It’s Monday and if that brings a groan to your lips; we empathize. But don’t worry! We’ve still got some great material from around the UX web to put a spring back into your step and to help you start the week flying on enthusiasm:
The Senior Designer
Barbara Beskind is a one of a kind. She’s a serious designer and she’s 90 years old! She’s Silicon Valley’s link between the youthful designers and the increasingly tech-savvy senior market place:
“In Silicon Valley's youth-obsessed culture, 40-year-olds get plastic surgery to fit in. But IDEO, the firm that famously developed the first mouse for Apple, has a 90-year-old designer on staff.
Barbara Beskind says her age is an advantage.
"Everybody who ages is going to be their own problem-solver," she says. And designers are problem-solvers. Beskind speaks while sitting on a couch at the open office space of IDEO in San Francisco. She commutes to the office once a week from a community for older adults where falling is a problem.”

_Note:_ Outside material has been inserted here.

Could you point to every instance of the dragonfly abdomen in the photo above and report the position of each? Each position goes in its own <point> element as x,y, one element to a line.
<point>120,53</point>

3 Common UX Blunders and How to Avoid Them
Bruno Skvorc writing at Sitepoint examines three incredibly common UX blunders and gives his tips on how to avoid falling into these traps. This is a great piece full of practical and valuable advice for all UX designers:
“A while back, I tried to sign up for Venmo, a service that promises to simplify online payments between individuals. I say tried because it turned out Venmo was US-only. This limitation, however, revealed some critical UX flaws I’ve seen in other websites before. All three flaws I’ll discuss in this post are incredibly easy to fix, and as such I’m often surprised at how long some companies take to fix them. Let’s go through them one by one.”
Fancy a little history lesson? This piece from Envato is a great summary of what’s been happening in Web Design from all the way back in 1996 right up to the present day. It’s a chance to learn from past masters and see how the future is developing all at the same time:
“It seems almost crazy. I began my journey as a web designer in 1996, working for my local newspaper. If my math is right, then I’m entering my twentieth year. More than half of my life has been spent working on the web.
As such, I thought it might be interesting to take a look back at how the web worked (or didn’t) back then and compare it to some of the challenges we face today. The question I have is, does history repeat itself on the web?”